In 2007 Clint Bowyer scraped into The Chase in twelth place and then won the first race at Loudon. Three years later and he has done the same again so you can understand his feeling of deja vu. He went on to finish third in the Championship in ’07 so hopes to do at least as well, if not better, this time around.
Bowyer led more laps on Sunday night than he has altogether in the previous 26 races this year but felt that in the number 33 Cheerios/Hamburger Helper Chevrolet he had a really good car underneath him apart from a carburation problem making the engine fluff a little on restarts and giving the other drivers a chance to get round him. And it’s that very problem which might well have won him the race as he spent the last fifty laps chasing down Tony Stewart. Bowyer was told to chase him down at the same time as being told to conserve fuel, coming on the radio to say, “I can do one or other but I can’t do both!” He said afterwards that one advantage of getting to know your Crew Chief was understanding what they were really telling you. He could hear the nervousness in Shane Wilson’s voice so opted to run in fuel saving mode hoping Stewart in the Office Depot/Old Spice Chevrolet might run out of fuel before the end and, with two laps to go that is exactly what happened.
Tony Stewart, having led for a total of 100 laps, ended up in 24th place and from potentially finishing the day in second place in The Chase found himself in 11th. Stewart had the grace to say afterwards that it was he who ran the car out of fuel, not his team, and it must have been galling to see Bowyer run out of fuel himself whilst performing his victory donuts on the start-finish straight. Less than four pints of fuel was the difference between winning and losing.
Denny Hamlin fought his way up to third earlier in the race only to be spun out by Carl Edwards with less than a third of the race to go sending him back to 22nd in the field. However, the resulting pitstop meant he was one of the few drivers confident that he had enough fuel to fight to the end and brought the FedEx Toyota up to a fine second place pushing the leader hard all the way, hoping he too would run out of fuel, as he crossed the two feet wide granite finish line – in The Granite State – for some valuable points to keep himself in the Championship lead, 35 points ahead of Bowyer who climbed from twelth to second.

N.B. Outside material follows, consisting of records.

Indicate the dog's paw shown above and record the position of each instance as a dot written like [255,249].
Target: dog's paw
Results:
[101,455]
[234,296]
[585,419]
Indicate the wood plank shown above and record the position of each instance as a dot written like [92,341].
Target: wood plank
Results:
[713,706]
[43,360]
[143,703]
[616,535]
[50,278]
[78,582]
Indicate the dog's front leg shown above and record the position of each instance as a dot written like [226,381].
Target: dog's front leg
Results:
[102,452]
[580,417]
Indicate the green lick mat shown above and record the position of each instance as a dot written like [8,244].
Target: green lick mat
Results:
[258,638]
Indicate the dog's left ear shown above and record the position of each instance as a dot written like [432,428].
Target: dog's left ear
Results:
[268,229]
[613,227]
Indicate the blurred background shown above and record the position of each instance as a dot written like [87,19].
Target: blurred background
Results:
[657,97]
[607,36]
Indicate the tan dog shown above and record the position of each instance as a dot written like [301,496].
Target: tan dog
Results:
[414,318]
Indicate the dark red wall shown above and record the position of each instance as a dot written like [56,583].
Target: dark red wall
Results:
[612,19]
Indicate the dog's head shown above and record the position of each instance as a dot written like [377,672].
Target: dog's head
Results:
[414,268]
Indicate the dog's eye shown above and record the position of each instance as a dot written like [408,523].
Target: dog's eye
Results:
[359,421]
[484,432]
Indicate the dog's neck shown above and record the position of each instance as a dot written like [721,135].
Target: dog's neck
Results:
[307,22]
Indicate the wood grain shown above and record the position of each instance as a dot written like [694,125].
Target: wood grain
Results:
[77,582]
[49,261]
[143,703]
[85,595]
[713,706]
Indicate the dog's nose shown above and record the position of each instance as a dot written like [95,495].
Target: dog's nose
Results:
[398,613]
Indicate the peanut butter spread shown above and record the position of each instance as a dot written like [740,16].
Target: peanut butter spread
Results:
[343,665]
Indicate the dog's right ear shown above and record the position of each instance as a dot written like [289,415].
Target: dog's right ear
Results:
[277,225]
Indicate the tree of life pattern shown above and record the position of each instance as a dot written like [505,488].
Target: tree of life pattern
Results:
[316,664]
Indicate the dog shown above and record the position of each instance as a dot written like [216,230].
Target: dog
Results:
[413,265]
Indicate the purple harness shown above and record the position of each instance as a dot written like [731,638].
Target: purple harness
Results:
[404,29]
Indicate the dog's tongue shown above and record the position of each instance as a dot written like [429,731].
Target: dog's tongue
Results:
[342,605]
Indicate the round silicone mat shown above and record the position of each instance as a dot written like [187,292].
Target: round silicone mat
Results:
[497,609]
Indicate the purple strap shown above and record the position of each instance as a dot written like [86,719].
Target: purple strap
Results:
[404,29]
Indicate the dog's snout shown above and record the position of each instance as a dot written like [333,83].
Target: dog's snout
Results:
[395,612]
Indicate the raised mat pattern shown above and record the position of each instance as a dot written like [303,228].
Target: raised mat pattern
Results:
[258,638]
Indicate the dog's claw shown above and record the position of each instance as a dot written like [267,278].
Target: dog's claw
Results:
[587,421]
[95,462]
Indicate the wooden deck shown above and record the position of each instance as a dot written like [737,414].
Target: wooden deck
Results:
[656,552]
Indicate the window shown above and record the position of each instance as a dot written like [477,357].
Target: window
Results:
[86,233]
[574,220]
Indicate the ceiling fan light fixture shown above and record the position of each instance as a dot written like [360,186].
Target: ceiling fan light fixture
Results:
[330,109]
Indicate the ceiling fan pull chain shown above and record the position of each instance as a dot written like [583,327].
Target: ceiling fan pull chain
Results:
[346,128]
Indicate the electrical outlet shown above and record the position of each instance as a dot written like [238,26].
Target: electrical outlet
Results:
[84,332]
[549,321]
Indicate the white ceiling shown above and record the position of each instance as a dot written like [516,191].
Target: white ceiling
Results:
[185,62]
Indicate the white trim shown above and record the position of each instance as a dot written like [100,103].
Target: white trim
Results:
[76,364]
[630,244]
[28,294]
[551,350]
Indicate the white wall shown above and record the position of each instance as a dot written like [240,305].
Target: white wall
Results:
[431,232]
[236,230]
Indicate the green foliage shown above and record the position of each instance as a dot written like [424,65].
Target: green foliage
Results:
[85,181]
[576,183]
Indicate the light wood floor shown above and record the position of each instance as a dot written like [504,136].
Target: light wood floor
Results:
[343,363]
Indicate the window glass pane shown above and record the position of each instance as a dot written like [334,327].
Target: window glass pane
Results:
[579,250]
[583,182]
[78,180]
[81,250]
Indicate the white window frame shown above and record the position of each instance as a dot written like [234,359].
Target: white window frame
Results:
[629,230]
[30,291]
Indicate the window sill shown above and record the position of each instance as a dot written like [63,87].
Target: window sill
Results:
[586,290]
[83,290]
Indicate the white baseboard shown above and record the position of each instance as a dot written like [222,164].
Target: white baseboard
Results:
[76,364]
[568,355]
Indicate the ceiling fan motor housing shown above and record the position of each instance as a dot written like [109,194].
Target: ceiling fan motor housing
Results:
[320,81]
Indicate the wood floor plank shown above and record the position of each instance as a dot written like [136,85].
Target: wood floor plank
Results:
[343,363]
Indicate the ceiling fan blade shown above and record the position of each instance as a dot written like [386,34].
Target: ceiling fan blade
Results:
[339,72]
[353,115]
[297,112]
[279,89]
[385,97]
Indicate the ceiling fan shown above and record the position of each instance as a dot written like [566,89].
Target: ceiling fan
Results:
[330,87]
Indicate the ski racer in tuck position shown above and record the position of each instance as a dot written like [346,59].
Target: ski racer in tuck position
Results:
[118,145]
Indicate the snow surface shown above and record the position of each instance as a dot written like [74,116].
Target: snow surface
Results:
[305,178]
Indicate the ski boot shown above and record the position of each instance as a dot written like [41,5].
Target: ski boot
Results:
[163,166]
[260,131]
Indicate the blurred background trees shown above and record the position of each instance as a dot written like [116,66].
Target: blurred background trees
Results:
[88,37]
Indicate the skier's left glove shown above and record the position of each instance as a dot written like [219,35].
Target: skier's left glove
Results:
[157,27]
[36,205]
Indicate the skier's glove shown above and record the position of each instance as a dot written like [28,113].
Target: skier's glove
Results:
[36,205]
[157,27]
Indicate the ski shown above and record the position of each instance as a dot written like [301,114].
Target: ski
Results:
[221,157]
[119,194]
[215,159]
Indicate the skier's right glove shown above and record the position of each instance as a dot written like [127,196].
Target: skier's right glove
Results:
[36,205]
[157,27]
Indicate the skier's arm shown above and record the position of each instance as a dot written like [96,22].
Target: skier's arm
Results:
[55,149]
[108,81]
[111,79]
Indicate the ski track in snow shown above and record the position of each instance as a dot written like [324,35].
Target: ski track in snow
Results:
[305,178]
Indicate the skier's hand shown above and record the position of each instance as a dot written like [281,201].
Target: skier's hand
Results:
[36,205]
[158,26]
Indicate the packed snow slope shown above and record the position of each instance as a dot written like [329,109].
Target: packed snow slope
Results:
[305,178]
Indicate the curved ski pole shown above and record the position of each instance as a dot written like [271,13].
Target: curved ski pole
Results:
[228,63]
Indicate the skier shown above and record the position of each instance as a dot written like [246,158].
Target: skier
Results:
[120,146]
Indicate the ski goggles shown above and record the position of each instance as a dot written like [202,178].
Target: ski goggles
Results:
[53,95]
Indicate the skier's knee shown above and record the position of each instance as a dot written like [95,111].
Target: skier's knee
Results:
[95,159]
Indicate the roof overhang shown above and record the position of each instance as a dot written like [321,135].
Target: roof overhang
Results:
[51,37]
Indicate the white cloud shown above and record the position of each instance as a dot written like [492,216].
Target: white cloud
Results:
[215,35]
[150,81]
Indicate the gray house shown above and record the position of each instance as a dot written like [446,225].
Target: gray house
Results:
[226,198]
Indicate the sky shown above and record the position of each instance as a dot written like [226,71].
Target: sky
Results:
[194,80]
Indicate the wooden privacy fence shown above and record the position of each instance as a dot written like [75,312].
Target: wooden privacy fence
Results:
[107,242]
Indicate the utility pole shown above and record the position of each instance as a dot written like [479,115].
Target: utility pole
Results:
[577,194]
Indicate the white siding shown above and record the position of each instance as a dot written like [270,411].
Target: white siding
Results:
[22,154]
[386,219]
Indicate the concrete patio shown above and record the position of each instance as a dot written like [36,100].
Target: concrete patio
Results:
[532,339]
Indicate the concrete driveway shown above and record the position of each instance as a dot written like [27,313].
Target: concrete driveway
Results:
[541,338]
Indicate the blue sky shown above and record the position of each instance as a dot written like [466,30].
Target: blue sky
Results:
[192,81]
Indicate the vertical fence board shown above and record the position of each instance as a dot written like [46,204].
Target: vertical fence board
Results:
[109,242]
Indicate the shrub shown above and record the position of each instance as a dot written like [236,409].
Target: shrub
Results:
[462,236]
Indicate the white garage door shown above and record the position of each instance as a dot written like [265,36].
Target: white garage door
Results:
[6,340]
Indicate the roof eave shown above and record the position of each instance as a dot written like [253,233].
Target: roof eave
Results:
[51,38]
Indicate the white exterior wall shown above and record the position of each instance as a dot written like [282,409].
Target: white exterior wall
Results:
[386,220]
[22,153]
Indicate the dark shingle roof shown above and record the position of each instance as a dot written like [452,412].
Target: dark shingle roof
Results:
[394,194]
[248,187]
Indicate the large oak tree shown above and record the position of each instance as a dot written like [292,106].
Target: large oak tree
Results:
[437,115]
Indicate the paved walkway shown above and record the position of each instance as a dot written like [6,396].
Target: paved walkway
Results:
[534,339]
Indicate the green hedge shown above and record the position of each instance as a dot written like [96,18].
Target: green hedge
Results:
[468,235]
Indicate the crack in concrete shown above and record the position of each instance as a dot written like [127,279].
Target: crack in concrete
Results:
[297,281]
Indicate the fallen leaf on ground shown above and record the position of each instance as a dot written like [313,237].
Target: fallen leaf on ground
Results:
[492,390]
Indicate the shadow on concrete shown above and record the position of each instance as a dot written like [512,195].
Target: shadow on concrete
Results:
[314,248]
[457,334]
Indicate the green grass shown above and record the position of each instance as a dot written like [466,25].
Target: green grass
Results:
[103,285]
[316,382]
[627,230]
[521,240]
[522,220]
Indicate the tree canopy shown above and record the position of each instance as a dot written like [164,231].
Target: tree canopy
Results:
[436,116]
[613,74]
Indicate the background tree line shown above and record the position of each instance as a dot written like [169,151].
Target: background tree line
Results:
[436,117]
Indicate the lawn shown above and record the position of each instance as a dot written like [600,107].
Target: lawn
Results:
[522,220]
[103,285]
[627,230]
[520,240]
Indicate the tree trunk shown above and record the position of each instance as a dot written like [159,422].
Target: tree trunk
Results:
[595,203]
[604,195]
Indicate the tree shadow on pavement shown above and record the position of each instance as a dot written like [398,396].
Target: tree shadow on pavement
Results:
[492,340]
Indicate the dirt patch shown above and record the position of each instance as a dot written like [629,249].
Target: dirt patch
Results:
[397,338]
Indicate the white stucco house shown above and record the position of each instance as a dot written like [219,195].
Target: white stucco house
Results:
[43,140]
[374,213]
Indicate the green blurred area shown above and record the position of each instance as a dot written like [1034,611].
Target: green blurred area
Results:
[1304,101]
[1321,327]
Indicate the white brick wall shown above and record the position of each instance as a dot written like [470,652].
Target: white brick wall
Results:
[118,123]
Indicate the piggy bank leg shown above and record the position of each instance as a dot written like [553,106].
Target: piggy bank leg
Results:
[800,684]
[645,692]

Jamie McMurray came third in the McDonald’s Chevrolet, troubled by a splitter hitting the ground if he braked hard and so losing him ground going into the turns. Dale Earhardt Jr. in the number 88 Chevrolet climbed a massive 28 places from 32nd on the grid to finish up in a fine fourth place.
Fifth was Kevin Harvick giving Richard Childress Racing its second car in the top five but complaining bitterly to his crew for most of the race after only being given two tyres in his first pitstop and then losing valuable seconds during the second stop. As so often happens with the driver of the number 29 Shell/Pennzoil Chevrolet, though, when he’s least happy he seems to get his best results and his fifth place keeps him third in the Championship just forty-five points behind Hamlin.
Of the other Chase runners, Jeff Gordon finished in a solid 6th place, Kyle Busch – having won the Camping World Truck race on Saturday with a tough pass on James Buescher on the Green/White/Checker restart – came in 9th, Carl Edwards 11th despite seeming to be involved in a multitude of incidents and Kurt Busch made it into 13th place. Jeff Burton was another to run out of fuel on the second to last lap which dropped him from a top ten finish back to 15th place and Greg Biffle was 17th.
Matt Kenseth, TonyStewart and Jimmie Johnson hold positions 23 to 25 and have it all to do if they hope to win The Chase. Johnson had one of those races to forget getting embroiled in other people’s misfortunes and having to make a late pitstop after complaining of a possible loose wheel. Stewart and Johnson in the Lowe’s Chevrolet were the biggest losers in the points table, both dropping five places.
The next round is this Sunday at Dover, a circuit that some drivers really like and others look upon as a bogey track. There’s every chance the driver standings in The Chase could receive another reshuffle.